By Mackie M. Jalloh
In a startling revelation that underscores the negligence and recklessness plaguing public-private partnerships in Sierra Leone, the 2023 Audit Report has laid bare the blatant non-compliance of Zoodlabs (SL) Ltd. with critical contractual obligations. The report highlights the company’s failure to fulfill its financial commitments, leaving the government saddled with a staggering $1.44 million in unpaid fees.
This financial hemorrhage stems from Zoodlabs’ operational agreement with the Government of Sierra Leone for the maintenance and commercial management of the ACE Submarine Fibre Optic Cable Landing Station and its ancillary infrastructure under Sierra Leone Cable Ltd. The annual fixed fee, which represents a cornerstone of the contract, was callously ignored by the company, resulting in significant revenue loss for the government and, by extension, the citizens of Sierra Leone.

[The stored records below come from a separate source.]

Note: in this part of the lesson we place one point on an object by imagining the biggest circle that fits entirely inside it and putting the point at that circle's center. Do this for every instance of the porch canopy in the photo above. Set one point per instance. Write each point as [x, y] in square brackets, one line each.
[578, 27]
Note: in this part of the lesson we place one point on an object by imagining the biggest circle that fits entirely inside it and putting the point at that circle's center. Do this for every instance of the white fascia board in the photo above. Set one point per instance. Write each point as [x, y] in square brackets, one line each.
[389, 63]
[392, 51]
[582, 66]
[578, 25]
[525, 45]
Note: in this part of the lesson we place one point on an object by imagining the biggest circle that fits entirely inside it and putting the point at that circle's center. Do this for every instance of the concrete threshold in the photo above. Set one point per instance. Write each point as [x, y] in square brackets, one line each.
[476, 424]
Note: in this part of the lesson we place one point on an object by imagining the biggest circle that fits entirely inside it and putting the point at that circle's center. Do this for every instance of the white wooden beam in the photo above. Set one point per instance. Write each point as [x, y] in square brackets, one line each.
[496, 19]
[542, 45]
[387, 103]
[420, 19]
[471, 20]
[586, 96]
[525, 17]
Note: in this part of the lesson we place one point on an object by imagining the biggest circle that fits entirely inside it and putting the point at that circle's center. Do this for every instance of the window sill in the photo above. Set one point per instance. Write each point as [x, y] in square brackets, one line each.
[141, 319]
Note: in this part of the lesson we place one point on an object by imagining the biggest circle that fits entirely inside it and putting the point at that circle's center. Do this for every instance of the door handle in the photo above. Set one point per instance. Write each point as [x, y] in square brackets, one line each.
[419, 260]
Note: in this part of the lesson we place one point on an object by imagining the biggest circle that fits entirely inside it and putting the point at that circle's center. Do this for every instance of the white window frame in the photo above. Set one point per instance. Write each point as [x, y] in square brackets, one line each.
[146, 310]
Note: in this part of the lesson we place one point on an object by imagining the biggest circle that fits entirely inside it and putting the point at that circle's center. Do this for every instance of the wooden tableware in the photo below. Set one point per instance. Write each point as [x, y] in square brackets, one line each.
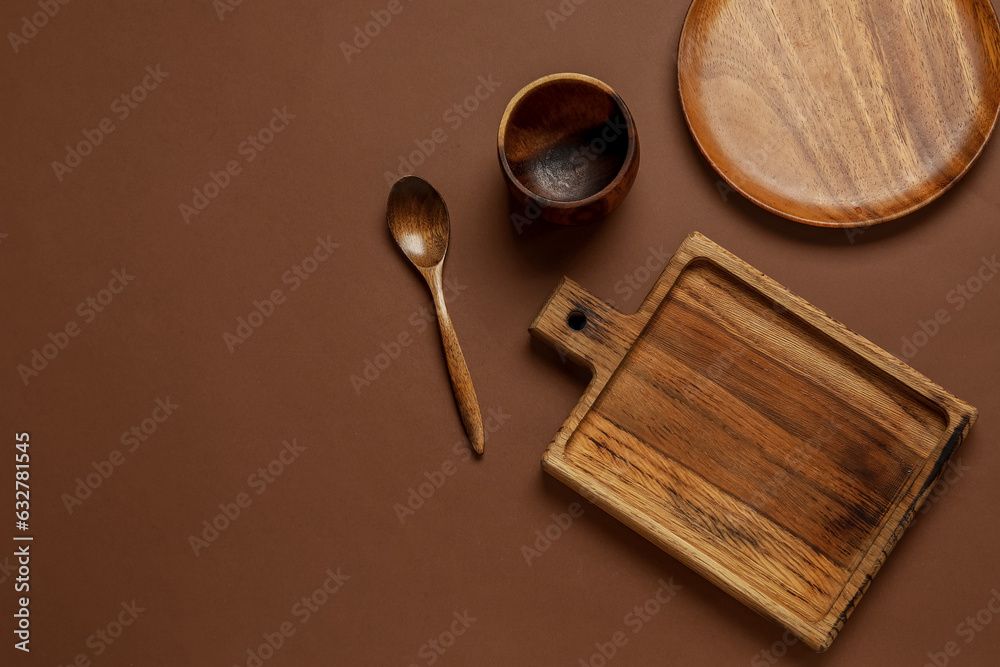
[568, 147]
[751, 436]
[418, 219]
[840, 113]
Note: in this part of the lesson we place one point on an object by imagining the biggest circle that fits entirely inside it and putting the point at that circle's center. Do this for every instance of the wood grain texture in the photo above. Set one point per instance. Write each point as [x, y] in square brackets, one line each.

Zoodlabs (SL) Ltd., once touted as a key partner in Sierra Leone’s drive for digital transformation, has instead emerged as a symbol of corporate disregard for accountability. The failure to remit such a substantial amount not only constitutes a breach of contract but also casts serious doubts on the company’s commitment to its obligations. The unpaid fees directly undermine the financial capacity of the government to invest in critical sectors such as education, healthcare, and infrastructure.
The ACE Fibre Optic Cable: A Mismanaged Asset
The ACE Submarine Fibre Optic Cable, a vital piece of infrastructure designed to enhance internet connectivity and foster technological growth in Sierra Leone, has become a tool for exploitation. Zoodlabs, entrusted with its operation and commercial management, has instead turned it into a liability. The company’s actions—or lack thereof—reflect a disturbing trend of private entities prioritizing profit over public good, with little to no accountability.
The audit report not only exposes Zoodlabs’ financial delinquency but also points to systemic failures in oversight and enforcement. Questions must be asked about the role of government officials and regulatory bodies tasked with monitoring compliance. How could such a significant lapse go unnoticed for so long? Were there deliberate efforts to shield the company from scrutiny?
The failure to enforce the terms of the contract indicates a troubling lack of diligence on the part of government agencies. This negligence has emboldened entities like Zoodlabs to flout their obligations without fear of consequences, perpetuating a culture of impunity that undermines governance and development.
The revelation demands swift and decisive action. Zoodlabs must be held accountable for its financial obligations, with interest and penalties applied where applicable. Additionally, the government must conduct a thorough review of all agreements with the company to identify and rectify any other breaches.
Beyond financial restitution, this debacle underscores the urgent need for robust mechanisms to ensure compliance in public-private partnerships. Contracts must be accompanied by stringent monitoring frameworks and transparent reporting processes to prevent similar occurrences in the future.
The Zoodlabs scandal is a wake-up call for Sierra Leone. It highlights the dangers of entrusting critical national assets to private entities without adequate safeguards. As the country grapples with economic challenges, every dollar counts. The loss of $1.44 million due to corporate negligence is not just a financial blow—it is an affront to the people of Sierra Leone, whose resources and opportunities are being siphoned off by unscrupulous entities.
In the face of such betrayal, Sierra Leone must rise to demand accountability, transparency, and justice. Anything less would be a disservice to its citizens and a failure of leadership.